Now, I don´t really blame the boy for dropping the dog, breaking its leg, and altering the course of its life forever (its leg would never properly heal, and would make this dog lame forever anever.) Any little boy could´ve dropped a dog by accident. What deeply disturbed me was the fact that after dropping the dog, and clearly causing it a severe and life-altering leg injury, was that the kid couldn´t have given less of a shit about it. In fact, he continued dancing around impishly, chasing the dog and watching it stumbling and squealing in pain, tossing bread crumbs at it.

He would´ve acted with more regret if he´d spilled his Coca-Cola, and this seemingly sociopathic non-reaction filled me with such hate and rage I wanted to break the little 7 year-old boy´s legs. I do not think this logically makes me a bad person. Guatemalan or not, it seems to me that any normal seven-year old with any semblance of a conscience would have felt absolutely terrible about dropping this impossibly adorable puppy-dog on the hard curb. The boy was obviously forged by the hammer of lucifer and was sent to the surface of the earth to crush and destroy all things adorable, decent and reasonable. That much became clear.

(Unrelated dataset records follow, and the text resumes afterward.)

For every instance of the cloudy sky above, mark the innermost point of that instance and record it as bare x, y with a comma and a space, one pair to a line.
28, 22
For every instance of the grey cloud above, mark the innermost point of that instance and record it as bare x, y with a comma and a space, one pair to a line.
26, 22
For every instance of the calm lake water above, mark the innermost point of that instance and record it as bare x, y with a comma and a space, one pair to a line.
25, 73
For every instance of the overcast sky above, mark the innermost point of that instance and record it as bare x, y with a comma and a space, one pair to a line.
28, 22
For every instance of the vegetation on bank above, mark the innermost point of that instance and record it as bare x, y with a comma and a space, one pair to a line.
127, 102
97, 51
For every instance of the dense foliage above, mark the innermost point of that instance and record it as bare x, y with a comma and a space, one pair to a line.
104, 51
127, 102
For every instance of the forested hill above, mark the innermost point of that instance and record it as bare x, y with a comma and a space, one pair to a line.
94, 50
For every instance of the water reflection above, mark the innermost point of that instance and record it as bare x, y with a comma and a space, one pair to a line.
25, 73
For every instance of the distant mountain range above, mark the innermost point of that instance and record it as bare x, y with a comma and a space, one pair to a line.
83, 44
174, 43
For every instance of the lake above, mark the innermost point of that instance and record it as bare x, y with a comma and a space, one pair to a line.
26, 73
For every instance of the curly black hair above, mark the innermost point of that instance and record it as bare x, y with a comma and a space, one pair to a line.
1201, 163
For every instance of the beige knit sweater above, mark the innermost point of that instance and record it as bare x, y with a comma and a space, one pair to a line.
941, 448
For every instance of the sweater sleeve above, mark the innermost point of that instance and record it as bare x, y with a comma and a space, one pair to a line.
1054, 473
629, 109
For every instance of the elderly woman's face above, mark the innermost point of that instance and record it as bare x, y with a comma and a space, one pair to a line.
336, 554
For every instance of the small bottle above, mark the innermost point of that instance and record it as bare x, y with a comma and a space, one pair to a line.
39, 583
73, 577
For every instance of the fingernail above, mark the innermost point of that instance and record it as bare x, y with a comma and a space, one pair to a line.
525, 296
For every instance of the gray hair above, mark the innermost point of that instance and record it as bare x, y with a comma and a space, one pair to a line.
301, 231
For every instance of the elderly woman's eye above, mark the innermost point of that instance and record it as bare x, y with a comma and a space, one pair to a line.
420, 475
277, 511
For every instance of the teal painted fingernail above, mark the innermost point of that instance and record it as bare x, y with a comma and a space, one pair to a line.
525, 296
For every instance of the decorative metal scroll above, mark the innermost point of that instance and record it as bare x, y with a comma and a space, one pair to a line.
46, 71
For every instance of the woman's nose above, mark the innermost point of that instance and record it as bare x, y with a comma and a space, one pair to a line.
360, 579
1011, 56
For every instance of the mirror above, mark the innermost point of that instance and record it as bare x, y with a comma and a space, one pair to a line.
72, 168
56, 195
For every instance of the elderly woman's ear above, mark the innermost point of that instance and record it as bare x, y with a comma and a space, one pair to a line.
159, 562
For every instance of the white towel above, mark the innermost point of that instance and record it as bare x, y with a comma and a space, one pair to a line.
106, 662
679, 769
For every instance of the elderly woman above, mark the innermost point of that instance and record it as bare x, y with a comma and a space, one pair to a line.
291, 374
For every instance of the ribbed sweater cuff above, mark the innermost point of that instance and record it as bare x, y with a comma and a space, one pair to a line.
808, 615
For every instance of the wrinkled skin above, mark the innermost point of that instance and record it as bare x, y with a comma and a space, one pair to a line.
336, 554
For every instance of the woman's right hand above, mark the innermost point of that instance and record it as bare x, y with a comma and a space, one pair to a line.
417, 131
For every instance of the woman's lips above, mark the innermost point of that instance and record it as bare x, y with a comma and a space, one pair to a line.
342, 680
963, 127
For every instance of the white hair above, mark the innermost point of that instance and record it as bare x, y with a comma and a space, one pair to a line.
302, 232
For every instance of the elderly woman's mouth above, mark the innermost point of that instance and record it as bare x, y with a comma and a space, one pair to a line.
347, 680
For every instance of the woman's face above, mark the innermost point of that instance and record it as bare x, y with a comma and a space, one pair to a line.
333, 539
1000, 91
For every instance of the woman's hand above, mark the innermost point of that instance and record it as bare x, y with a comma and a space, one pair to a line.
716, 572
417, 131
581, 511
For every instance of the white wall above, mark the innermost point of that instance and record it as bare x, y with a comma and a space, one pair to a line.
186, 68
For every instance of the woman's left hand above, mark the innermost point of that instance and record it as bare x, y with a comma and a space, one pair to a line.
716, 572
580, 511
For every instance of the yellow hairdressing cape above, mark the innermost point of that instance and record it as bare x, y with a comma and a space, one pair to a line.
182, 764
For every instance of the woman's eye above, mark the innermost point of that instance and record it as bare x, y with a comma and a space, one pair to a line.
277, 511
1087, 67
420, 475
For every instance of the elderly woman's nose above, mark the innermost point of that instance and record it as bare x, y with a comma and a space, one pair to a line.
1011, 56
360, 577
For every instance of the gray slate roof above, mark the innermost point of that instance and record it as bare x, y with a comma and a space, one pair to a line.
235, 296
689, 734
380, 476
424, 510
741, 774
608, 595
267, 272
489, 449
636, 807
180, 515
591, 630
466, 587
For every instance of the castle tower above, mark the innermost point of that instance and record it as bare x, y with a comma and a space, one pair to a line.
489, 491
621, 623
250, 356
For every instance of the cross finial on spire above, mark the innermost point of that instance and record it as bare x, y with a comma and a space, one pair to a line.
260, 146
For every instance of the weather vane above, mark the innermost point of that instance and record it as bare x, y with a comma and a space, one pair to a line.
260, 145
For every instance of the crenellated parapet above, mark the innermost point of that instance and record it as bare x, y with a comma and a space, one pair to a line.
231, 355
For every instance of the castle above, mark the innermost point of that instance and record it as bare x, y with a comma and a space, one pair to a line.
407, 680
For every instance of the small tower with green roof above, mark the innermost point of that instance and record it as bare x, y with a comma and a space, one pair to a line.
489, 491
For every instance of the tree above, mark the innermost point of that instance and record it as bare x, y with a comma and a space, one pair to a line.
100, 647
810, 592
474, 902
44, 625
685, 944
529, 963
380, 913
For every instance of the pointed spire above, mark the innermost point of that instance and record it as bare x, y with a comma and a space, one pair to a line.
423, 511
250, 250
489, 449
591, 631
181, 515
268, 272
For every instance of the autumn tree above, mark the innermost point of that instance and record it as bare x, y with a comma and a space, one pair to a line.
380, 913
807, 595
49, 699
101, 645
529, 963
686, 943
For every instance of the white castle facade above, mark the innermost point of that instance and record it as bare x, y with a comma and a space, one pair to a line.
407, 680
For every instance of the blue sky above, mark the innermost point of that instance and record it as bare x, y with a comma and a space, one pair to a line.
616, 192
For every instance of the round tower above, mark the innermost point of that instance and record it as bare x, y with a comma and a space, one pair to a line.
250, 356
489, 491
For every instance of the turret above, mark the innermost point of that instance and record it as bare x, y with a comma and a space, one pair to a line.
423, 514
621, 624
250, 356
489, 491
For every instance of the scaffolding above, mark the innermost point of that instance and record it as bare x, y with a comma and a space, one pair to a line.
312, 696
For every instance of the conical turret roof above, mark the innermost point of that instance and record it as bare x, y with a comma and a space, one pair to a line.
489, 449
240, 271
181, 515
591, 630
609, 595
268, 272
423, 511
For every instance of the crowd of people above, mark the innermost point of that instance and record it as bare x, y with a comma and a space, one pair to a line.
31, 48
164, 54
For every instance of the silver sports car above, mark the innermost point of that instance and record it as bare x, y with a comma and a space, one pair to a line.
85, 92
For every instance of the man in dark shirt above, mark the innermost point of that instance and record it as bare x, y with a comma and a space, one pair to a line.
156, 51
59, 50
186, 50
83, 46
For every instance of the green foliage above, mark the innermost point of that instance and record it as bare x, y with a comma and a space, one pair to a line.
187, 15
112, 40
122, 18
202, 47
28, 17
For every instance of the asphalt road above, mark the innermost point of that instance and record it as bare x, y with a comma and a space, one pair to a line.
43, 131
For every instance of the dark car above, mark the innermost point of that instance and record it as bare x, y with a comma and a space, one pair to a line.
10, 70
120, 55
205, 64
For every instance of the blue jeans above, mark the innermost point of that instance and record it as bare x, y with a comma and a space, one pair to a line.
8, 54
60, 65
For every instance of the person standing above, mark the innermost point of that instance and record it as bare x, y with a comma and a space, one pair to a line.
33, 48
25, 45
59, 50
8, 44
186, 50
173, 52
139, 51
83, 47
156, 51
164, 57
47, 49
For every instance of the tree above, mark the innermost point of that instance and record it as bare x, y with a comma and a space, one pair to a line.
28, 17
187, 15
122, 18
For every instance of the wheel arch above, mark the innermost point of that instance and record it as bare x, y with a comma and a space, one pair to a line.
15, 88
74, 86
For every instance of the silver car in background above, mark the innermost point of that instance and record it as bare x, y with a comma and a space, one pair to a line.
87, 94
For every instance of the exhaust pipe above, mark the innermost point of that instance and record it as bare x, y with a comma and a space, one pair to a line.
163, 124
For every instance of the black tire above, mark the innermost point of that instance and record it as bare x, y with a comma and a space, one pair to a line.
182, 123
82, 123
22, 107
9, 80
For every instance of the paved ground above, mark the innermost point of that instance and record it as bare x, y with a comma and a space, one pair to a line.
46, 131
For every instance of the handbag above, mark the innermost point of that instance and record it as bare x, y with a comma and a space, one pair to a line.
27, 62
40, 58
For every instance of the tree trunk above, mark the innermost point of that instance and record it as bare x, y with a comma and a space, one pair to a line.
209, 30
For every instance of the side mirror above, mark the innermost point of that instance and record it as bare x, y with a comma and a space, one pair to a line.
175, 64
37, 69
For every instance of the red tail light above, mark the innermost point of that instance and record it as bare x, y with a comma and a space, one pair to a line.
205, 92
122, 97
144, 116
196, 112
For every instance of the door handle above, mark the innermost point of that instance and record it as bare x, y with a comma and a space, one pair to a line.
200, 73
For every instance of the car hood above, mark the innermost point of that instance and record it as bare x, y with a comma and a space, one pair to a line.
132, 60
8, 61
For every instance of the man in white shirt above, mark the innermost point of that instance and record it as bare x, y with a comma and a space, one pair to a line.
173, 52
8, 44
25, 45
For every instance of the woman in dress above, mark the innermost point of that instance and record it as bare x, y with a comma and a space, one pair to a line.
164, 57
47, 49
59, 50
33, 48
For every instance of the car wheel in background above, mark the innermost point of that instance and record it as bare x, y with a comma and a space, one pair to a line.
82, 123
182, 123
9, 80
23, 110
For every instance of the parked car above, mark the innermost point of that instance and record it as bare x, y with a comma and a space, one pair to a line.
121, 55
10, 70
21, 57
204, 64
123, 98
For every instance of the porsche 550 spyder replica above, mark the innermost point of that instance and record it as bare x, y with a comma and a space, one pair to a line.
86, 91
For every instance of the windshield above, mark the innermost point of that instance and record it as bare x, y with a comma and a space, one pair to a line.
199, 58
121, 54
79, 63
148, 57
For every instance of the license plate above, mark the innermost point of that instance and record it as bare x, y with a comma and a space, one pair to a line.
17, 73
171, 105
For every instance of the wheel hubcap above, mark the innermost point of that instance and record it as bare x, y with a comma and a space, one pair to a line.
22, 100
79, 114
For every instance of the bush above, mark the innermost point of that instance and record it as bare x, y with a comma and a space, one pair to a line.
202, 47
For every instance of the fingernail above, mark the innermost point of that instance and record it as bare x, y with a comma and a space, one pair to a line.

I decided I wanted a beer after witnessing this atrocity, which Hannah and I were helpless to avert but could only comfort the puppy with a head-rub. You could tell it still trusted humans, thank God, just not this bastard-child, and it still had all the same love in its heart. In any case, one little shop didn´t have beer, so we were directed to a ´yellow house´ up the street. On the front stoop a drunk was collapsed, and more impish children were tossing bread crumbs in his hair and giggling while they scurried away. The man was so completely covered in flies he may as well have been a pile of horse shit (in fact, its worth mentioning that we encountered a pile of horse shit on our way to rent kayaks, and there were significantly fewer flies attracted to it than were surrounding the man.) I wouldn´t have been surprised to discover that he was dead.

We stepped over him and into the house. On a bench against the wall were two filthy homeless drunks slunched over themselves. The middle of the room had a wooden counter, another drunk man leaning against it, with a fridge and bed behind it. The drunk at the counter informed us that he ¨knew the owner,¨ and so he started screaming his name for us so we could buy beer. He screamed it six or seven times before the owner, also buck-ass wasted, came shuffling in and asked us what we wanted. As I negotiated with him for my beer, the drunk counter-man reassured us that the drunks in the corner were loco, indicated by a twirling motion of his finger around his temples. It reassured us none. I paid for my beer and we left the piss-stained walls of the yellow house.

For the homeless drunks, the dank place must have been peaceful compared to the outside (just look at the guy collapsed on the stoop, being taunted by children.) It was a safe place to be drunk and awful, a piss-soaked sanctuary where the dregs can be miserable in peace and it almost seemed acceptable to sell the last crust of your soul to liter-sized bottles of Gallo beer.

So in that 10-minute period, we´d witnessed two of the most stereotypically depressing things in existence--puppy abuse and alcoholic hopelessness.

¡GO AMERICA!


On a lighter note, Antigua is a completely awesome little city.